Regisseur Anton Pleva versucht es für die Premiere seiner Version am Ernst Deutsch Theater mit einer Rahmenhandlung. Darin genießt eine Schar Jugendlicher ein scheinbar unbeschwertes Gartenfest und stolpert über ein Reclam-Heft mit dem Wedekind-Text. Dieser Einstieg wirkt seltsam bemüht, das Spiel leidlich übertrieben, doch dann gleitet die Inszenierung über in einen kraftvolleren Teil, in dem der Regisseur zunehmend Wedekinds Text vertraut und auf ernsthafte Begegnungen der Figuren setzt.
Ernst Deutsch Theater: Die liberalen Eltern ahnen nichts von der Verunsicherung ihres Sohnes
Die Gartenlaube, die Timo von Kriegstein auf der Bühne errichtet hat, wirkt mit ihrem Materialmix wie aus Resten des Kapitalismus zusammengezimmert. Das sei doch alles Oberfläche, wird der heranwachsende Melchior am Ende sagen – und damit auch einen Vorwurf an die Elterngeneration formulieren. Melchior ist ein kluger Kopf, doch seine liberalen Eltern ahnen nicht, dass auch er eine Verunsicherung in sich trägt, die zu einer Tragödie führt, als er auf die lebenshungrige Wendla trifft.
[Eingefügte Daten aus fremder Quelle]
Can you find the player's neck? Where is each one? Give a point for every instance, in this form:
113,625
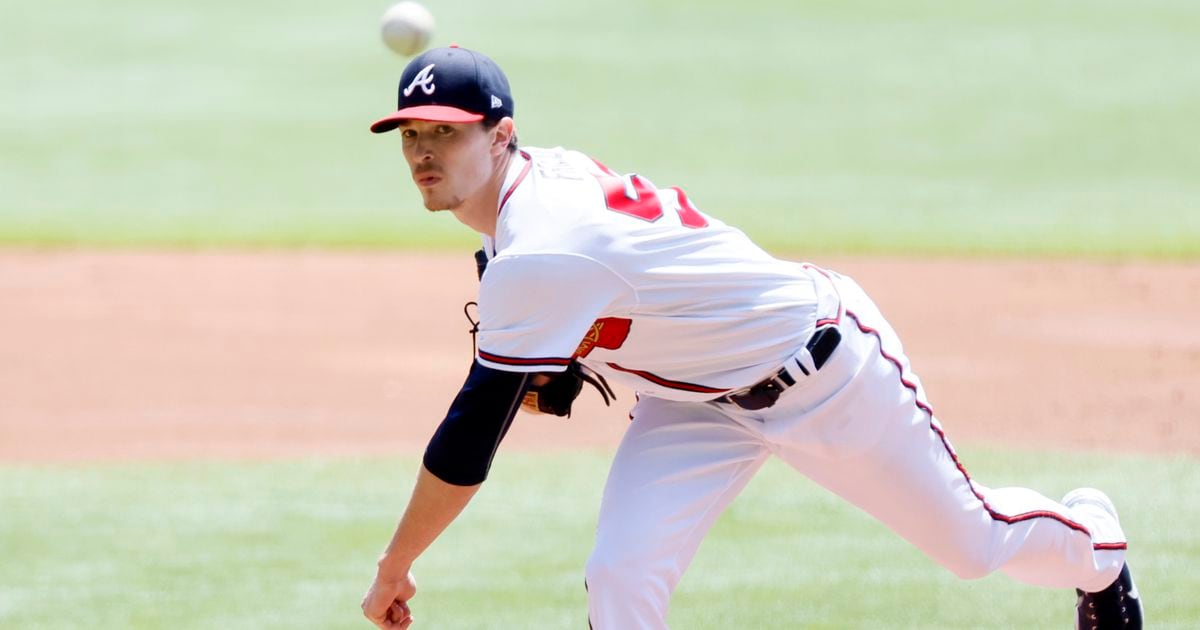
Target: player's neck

Der Druck der Autoritäten – Eltern und Schule – ist grundsätzlich gewaltig und mitunter handgreiflich. Die Sehnsucht nach Freiheit und Erfüllung groß. Die daraus erwachsene Verlorenheit der Jugendlichen, die auf sich allein gestellt sind – das junge Ensemble übernimmt auch alle Elternrollen – führt zu einem Austesten von Gewalt und erzwungenem Geschlechtsakt. Für die am Ende von Melchior schwangere Wendla hat dies dramatische Folgen. Die Abtreibung überlebt sie nicht. Melchiors Freund Moritz wiederum hadert mit dem Erwachsenwerden und fehlenden Erfahrungen mit dem anderen Geschlecht. Aus einem Gefühl des Scheiterns heraus wählt er einen radikalen Ausweg: den Suizid.
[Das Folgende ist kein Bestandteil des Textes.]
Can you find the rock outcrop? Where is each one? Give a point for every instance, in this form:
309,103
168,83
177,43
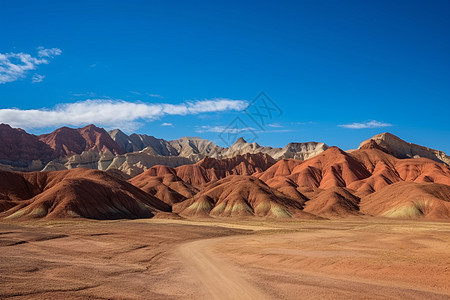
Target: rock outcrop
402,149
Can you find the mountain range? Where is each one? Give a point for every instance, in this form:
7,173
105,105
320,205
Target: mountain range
193,177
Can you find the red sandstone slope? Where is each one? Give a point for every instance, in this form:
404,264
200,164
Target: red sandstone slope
409,200
17,145
163,183
68,141
240,196
333,202
365,171
74,193
210,169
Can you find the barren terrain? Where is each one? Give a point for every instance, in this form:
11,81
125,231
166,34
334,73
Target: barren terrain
220,259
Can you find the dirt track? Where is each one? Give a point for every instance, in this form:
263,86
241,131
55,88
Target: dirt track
172,259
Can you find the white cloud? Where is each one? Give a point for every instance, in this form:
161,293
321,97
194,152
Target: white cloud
14,66
52,52
224,129
368,124
275,125
111,113
37,78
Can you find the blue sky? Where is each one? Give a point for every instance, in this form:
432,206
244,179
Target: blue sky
149,67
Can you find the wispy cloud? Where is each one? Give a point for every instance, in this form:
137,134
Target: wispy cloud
14,66
223,129
275,125
368,124
52,52
147,94
37,78
112,113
Ernst Deutsch Theater: Drehbühne, Live-Video, Live-Musik – das wirkt etwas überladen
Anton Pleva stellt die Dramatik nicht aus, überspitzt stattdessen die dem Stück auch immanente Satire. Allerdings wirkt die Mischung aus einer oft unmotiviert rotierenden Drehbühne, Geistererscheinungen, Live-Video und Live-Musik von Henrik Demcker szenisch etwas überladen. Wenn dann inhaltlich noch Erklärungen über Fridays for Future und Verschwörungstheoretiker hinzukommen, verliert die Inszenierung immer wieder den Fokus. Wenig glücklich gerät überdies eine grotesk clownesk überzeichnete Szene, in der sich Melchior vor der Lehrerschaft für sein Handeln verantworten soll.
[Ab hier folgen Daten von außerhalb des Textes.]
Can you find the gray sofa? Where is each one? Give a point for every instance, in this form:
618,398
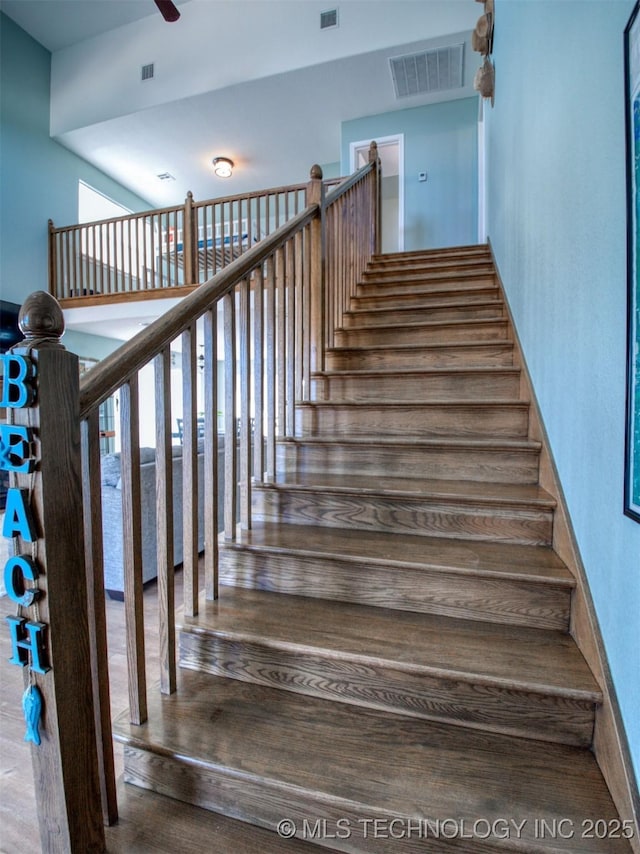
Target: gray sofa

Dabei tragen zwei starke Protagonisten die Inszenierung: Maximilian Kurth verkörpert überzeugend die Zerrissenheit des Melchior Gabor. Felix Oitzinger meistert die Figur des Moritz Stiefel mit all ihren Zwischentönen bravourös. Linda Stockfleth gibt Wendla Bergmann ebenfalls souverän zwischen Lebens- und Erfahrungshunger und strenger Erziehung. Unter den Nebenrollen glänzt vor allem Alina Hidic als Wendlas Mutter mit kraftvollem Ausdruck, während Denise Teise bisweilen unverständlich artikuliert und Ivo Masannek seine Figuren arg überdehnt.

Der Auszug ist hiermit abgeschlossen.